As I ran, I tried to focus on my breath to keep the other thoughts at bay. I didn't want to remember the look on Billy's face when he met Naomi for the first time, and saw all of the Bella in her that I saw. Or the reproach in Sam's face when he caught me thinking about it.

"Jacob," he'd said to me one night, while we were having a beer after we finished patrols, "this is not healthy. You have imprinted, and if you will only focus the energy on Naomi that your body wants you to, this thing you still have for Bella would disappear. Naomi is the one for you, perfectly matched to you in every way."

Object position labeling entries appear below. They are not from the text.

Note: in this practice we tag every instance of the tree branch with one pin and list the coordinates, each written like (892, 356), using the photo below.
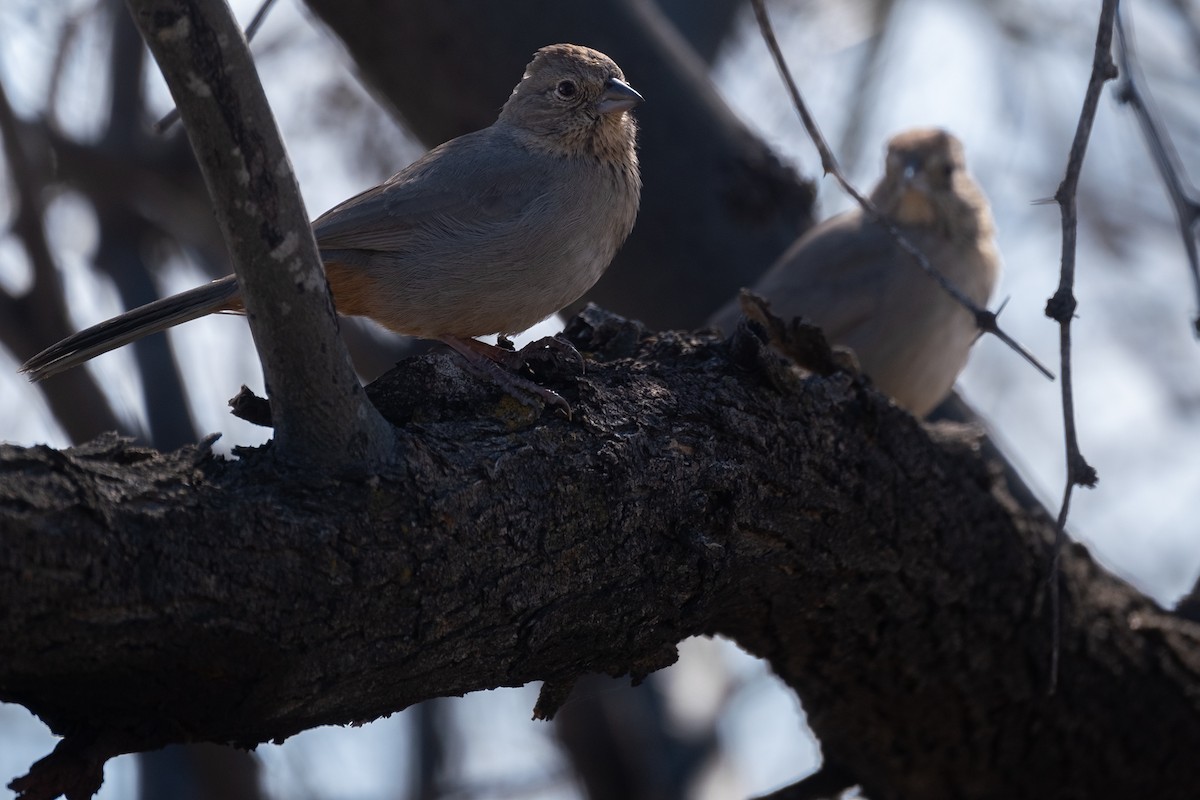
(703, 487)
(1185, 198)
(322, 415)
(1061, 306)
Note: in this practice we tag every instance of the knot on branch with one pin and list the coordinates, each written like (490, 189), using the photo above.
(1061, 306)
(1081, 473)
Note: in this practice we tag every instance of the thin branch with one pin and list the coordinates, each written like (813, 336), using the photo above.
(985, 320)
(1183, 197)
(172, 116)
(322, 417)
(1061, 307)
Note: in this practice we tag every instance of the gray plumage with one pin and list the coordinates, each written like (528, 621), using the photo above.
(850, 277)
(489, 233)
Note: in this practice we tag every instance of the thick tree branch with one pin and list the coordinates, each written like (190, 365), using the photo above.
(702, 488)
(322, 415)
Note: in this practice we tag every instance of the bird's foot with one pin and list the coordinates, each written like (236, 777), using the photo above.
(501, 366)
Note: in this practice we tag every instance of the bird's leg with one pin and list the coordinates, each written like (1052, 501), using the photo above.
(499, 365)
(517, 360)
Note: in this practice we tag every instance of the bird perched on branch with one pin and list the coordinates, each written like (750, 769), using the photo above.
(489, 233)
(850, 277)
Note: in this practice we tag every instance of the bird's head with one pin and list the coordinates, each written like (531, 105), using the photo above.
(927, 184)
(574, 100)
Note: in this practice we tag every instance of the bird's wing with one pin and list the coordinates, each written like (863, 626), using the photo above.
(832, 275)
(475, 182)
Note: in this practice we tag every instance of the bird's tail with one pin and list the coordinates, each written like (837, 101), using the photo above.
(119, 331)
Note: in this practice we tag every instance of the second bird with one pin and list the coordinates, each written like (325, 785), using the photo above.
(489, 233)
(850, 277)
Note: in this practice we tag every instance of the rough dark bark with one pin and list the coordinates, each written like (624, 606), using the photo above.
(718, 206)
(880, 566)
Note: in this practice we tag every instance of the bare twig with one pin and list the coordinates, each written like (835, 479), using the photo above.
(1061, 307)
(984, 319)
(172, 116)
(1183, 197)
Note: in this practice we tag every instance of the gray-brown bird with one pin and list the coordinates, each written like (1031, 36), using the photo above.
(849, 276)
(487, 233)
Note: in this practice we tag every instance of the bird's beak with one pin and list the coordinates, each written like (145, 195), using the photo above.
(618, 96)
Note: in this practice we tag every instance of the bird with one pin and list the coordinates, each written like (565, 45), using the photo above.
(850, 277)
(487, 233)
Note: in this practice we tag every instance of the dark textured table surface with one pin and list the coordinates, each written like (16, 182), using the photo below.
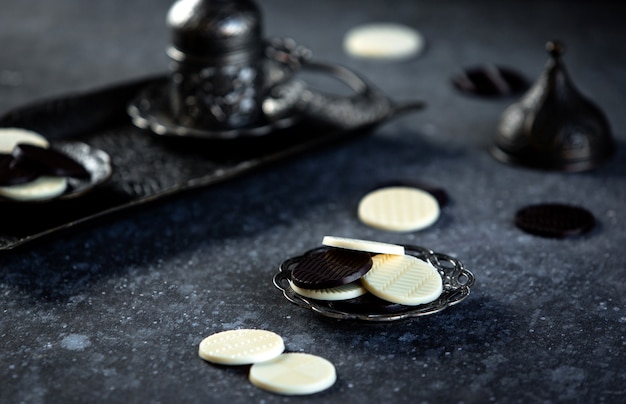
(114, 311)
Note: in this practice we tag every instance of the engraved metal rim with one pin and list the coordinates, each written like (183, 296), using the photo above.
(97, 162)
(150, 111)
(457, 281)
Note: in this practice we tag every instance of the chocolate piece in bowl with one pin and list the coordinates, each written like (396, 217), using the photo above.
(330, 268)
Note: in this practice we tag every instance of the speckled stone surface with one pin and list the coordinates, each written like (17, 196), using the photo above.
(114, 311)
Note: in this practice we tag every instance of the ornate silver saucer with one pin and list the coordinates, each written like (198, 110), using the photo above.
(457, 281)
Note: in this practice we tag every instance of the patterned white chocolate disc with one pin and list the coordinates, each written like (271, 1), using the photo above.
(363, 245)
(42, 188)
(10, 137)
(241, 347)
(399, 209)
(403, 279)
(383, 41)
(343, 292)
(294, 374)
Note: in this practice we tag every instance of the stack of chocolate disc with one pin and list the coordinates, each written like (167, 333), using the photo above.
(350, 268)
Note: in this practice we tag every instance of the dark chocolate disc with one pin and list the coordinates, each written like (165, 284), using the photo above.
(490, 81)
(368, 304)
(49, 161)
(330, 268)
(12, 173)
(554, 220)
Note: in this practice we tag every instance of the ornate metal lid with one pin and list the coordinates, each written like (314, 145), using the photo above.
(553, 126)
(215, 32)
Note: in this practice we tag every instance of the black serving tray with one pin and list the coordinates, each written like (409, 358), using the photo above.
(147, 166)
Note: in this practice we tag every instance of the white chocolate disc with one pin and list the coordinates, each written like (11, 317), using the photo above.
(343, 292)
(400, 209)
(363, 245)
(403, 279)
(383, 41)
(294, 374)
(10, 137)
(41, 188)
(241, 347)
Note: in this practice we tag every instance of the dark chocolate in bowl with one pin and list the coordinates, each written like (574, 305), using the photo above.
(96, 162)
(457, 281)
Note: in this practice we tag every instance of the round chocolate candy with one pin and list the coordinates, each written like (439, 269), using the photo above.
(49, 161)
(330, 268)
(14, 174)
(554, 220)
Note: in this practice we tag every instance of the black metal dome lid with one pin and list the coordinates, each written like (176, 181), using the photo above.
(215, 32)
(553, 126)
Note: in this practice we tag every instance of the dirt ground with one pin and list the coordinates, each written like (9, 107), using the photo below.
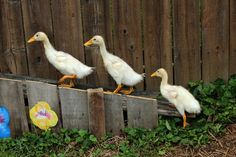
(224, 146)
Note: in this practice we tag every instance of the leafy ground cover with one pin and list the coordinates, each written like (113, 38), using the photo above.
(218, 101)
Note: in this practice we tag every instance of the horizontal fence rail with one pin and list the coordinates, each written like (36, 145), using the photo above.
(193, 40)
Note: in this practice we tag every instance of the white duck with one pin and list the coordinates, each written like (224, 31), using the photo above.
(182, 99)
(64, 62)
(121, 72)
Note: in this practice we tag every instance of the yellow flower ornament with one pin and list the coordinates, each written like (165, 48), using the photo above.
(42, 116)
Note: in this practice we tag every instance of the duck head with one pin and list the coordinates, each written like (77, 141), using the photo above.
(39, 36)
(159, 73)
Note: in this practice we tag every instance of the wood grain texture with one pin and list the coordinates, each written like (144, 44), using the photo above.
(142, 112)
(14, 52)
(187, 38)
(37, 17)
(68, 31)
(38, 91)
(96, 112)
(11, 96)
(74, 108)
(128, 34)
(157, 40)
(3, 65)
(232, 57)
(96, 21)
(215, 29)
(114, 113)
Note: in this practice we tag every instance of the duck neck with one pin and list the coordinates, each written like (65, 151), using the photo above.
(164, 80)
(103, 50)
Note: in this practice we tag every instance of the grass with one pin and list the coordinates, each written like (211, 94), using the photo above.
(218, 101)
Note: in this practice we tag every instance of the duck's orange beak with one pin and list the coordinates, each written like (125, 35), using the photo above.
(32, 39)
(88, 43)
(154, 74)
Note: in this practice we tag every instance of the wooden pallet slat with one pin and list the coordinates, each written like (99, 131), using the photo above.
(38, 91)
(74, 108)
(11, 96)
(114, 113)
(142, 112)
(96, 112)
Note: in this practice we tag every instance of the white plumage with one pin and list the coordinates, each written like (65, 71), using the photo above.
(63, 62)
(120, 71)
(177, 95)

"No," I said, through gritted teeth, "she is not matched to me perfectly. I am being forced to match myself perfectly to her needs. I become whatever she wants for me, because it's easier that way. She wants a houseful of kids, so we're starting work on the second one. She wants me to stop phasing, so I'll probably give in to that eventually. She wants me to keep working for Dowling's instead of opening my own shop, so that dream is shot to shit. Everything I want becomes secondary to her needs, and it makes me fucking sick. I wouldn't feel this way about her if I wasn't forced into it by the fucking Cullens. Do you realize that every problem, every hurt, every little thing that got screwed up along the way happened because they happened to settle in this part of the country? If they'd stayed away, you would never have broken Leah's heart, Bella would be pregnant with my child right now, and Naomi would have found a man that loves her because he wants to, not because he has to." Sam glared at me, angry that I broached the sore subject of Leah.

"You're right, I never would have broken Leah's heart. But I wouldn't have Emily, who I actually do love because I want to, and neither of us would have the children we have now." I snorted at him, and I could see him forcibly restraining his own anger.

"No, Sam. We wouldn't have the children we have now. But we'd have other children that we would have loved just as much, without all of the messy complications and all the pure fucking heartbreak that came along with imprinting and fighting. And it's not just about us. Embry is scared to death to date, because he's afraid he'll imprint and hurt someone. What if he never does? He'll spend the rest of his life alone for fear of something that might never happen. Quil gets the joyous task of explaining to a little girl that her life was decided for her before she was potty-trained. You're so full of "tribal pride" that you don't see how fucked this whole thing is." With that, I threw the beer bottle into the trashcan hard enough to shatter it, and ran home.

These were the thoughts that accompanied me on what was supposed to be a peaceful run to sort out my thoughts. The trouble was, my thoughts didn't need sorting out; they were in perfect order. I knew exactly where I stood on everything in my head.

The sound of my thundering footsteps on the cracked pavement became the rhythm that I focused on. Bel-la. Bel-la. Bel-la.